Led by Lauren Hutnik, now at Rutgers New Jersey Medical School, the ADHC team included Birju Dhahuk, Thinuri Fernando, Joshua Gaughan, Zean Go, Ryan Madden, Sandra Raju, Tyler Rodriguez and Sophia Tran. The group conducted site visits and interfaced with Abraham, Rupert and the handi-capable wheelchair user, Stephanie (pictured above with the students and Rupert), to develop the project plan and then create and test the tap-dance board.
Rupert came up with the Tap Dancing Hands Down® system more than a decade ago, initially for her mother, a tap instructor who had a stroke that significantly curtailed her mobility. “I could see her going over tap choreography in her head with no way to execute it,” remembered Rupert. “She and I tap danced using Tap Dancing Hands Down® several times before she died.”

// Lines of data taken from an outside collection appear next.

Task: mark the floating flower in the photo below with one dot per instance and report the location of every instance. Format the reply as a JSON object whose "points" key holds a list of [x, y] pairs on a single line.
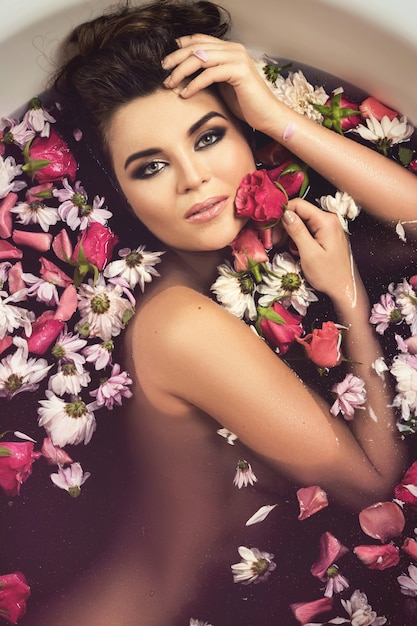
{"points": [[255, 566], [71, 479], [14, 591], [136, 266], [383, 521], [16, 461], [351, 395], [311, 500], [235, 292], [284, 281], [103, 309], [342, 205], [66, 422], [244, 475]]}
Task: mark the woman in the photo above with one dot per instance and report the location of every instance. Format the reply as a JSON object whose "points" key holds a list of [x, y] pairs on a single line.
{"points": [[167, 107]]}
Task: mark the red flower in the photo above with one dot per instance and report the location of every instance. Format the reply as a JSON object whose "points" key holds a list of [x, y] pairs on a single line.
{"points": [[322, 346], [15, 465], [95, 246], [378, 557], [260, 199], [14, 591], [49, 159], [280, 327], [248, 250]]}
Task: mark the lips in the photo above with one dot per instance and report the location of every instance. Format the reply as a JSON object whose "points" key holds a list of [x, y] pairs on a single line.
{"points": [[207, 210]]}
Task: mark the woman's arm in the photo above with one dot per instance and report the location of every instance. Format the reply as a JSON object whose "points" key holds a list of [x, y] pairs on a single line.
{"points": [[379, 185]]}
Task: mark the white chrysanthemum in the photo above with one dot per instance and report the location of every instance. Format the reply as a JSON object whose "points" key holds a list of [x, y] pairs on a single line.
{"points": [[254, 567], [343, 205], [13, 317], [136, 266], [286, 283], [66, 422], [297, 93], [36, 212], [386, 132], [68, 380], [19, 373], [235, 292], [103, 309], [8, 172]]}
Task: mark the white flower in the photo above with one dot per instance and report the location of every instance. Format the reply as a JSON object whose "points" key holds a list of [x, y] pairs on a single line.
{"points": [[68, 380], [66, 422], [19, 373], [235, 292], [103, 309], [386, 132], [286, 284], [408, 584], [70, 478], [255, 566], [8, 172], [113, 389], [36, 212], [136, 266], [296, 92], [13, 317], [75, 210], [343, 205]]}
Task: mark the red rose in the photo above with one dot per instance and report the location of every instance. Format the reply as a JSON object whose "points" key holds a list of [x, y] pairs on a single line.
{"points": [[322, 346], [14, 591], [15, 465], [248, 250], [280, 334], [95, 246], [260, 199], [49, 159]]}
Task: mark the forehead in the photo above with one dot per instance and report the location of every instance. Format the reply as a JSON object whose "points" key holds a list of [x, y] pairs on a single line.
{"points": [[154, 120]]}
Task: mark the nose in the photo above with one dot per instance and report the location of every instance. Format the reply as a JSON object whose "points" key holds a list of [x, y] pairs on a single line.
{"points": [[192, 173]]}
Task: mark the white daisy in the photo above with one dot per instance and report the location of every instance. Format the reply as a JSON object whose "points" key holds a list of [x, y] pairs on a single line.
{"points": [[296, 92], [286, 283], [36, 212], [343, 205], [8, 172], [136, 266], [69, 380], [386, 132], [235, 292], [13, 317], [255, 566], [19, 373], [70, 478], [104, 312], [66, 422]]}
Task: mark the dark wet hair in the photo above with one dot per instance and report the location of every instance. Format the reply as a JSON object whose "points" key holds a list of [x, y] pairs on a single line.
{"points": [[117, 56]]}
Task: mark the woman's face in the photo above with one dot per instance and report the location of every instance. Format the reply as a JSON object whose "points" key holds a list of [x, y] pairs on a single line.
{"points": [[179, 163]]}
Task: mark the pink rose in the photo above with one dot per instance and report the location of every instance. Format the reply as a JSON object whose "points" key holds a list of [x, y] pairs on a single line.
{"points": [[14, 591], [248, 250], [280, 327], [322, 346], [95, 246], [260, 199], [49, 159], [378, 557], [15, 465]]}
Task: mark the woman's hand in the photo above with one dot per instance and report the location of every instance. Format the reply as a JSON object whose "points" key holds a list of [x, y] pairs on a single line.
{"points": [[228, 64], [324, 250]]}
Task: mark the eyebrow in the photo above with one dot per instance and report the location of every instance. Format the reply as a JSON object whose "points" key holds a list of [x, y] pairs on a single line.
{"points": [[193, 128]]}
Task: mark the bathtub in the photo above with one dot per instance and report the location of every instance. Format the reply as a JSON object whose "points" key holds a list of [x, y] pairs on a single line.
{"points": [[372, 45]]}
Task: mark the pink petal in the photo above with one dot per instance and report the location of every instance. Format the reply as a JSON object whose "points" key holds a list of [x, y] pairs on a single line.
{"points": [[382, 520], [311, 500]]}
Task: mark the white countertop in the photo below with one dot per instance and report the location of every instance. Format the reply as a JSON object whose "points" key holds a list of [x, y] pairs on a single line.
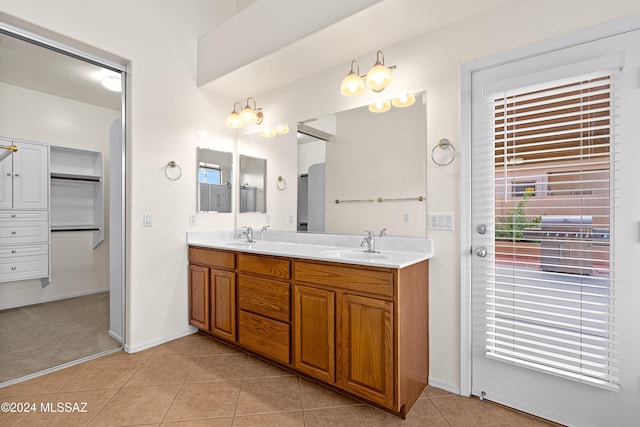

The Tap: On Tap dance troupe that is using the system breaks down barriers through inclusivity and adaptation, said Abraham. Modification was indeed central to the effort of the ADHC team, which needed to devise a solution that could attach a tap board to different wheelchair sizes and styles.
With a budget of $125 and a tight turnaround — just two months from the first project meeting to delivery in April before rehearsals started in May — the students began by brainstorming design ideas, both through descriptions and drawings. They kept in regular touch via the messaging app GroupMe and convened regularly to analyze proposals and decide their final direction. Next, they ordered pipes, clamps and other materials and met at NJIT’s Makerspace to assemble their solution. They also visited the hospital to measure Stephanie’s wheelchair and ensure the built device fit properly on it.
The challenges, said Hutnik, were “finding a flexible joint that would allow the user to move the device away or closer in the x-direction without having to take the item off and reassemble,” as well as designing “a device that was sturdy and would not move around too much while the user was tapping/dancing on it.”
Also important was the ability to remove the device quickly and easily, added Gaughan ’22, a mechanical engineering major.
The team needed to ensure the user’s comfort, too. “Stephanie had a unique wheelchair and we had to find a good place on the chair to attach the device … [so it] would not get in the way of her normal movements,” Hutnik pointed out.
Abraham and Rupert are thrilled with the result, which they note stays firmly in place while enabling the handi-capable dancer to freely tap with her fellow performers. And with rehearsals and the performance having gone well, and feedback from Stephanie nothing short of glowing — the students were amazing and made sure everything was OK, and the board was perfectly situated on their device, she said — the project has been a win-win for all involved.
“How often is it you come up with something and nail it?” Abraham commented.
“Tap: On Tap’s debut was such a success. Thanks to the NJIT students, Stephanie was able to dance with the other members of the company and she enjoyed every minute of it,” added Rupert, also giving props to her great group of dancers.
Hutnik, who hopes to work with other organizations on medical-related projects, found the experience highly gratifying. “I really supported Tap: On Tap’s vision and innovative goals to make tap dancing a fun, all-inclusive activity. … Being involved from start to finish in a project and to see a vision come to life and succeed is extremely rewarding.”
“It’s one of the first real-world projects I’ve done for someone else,” said Gaughan. “This project was very rewarding, because we got to see firsthand how our work had a great impact.”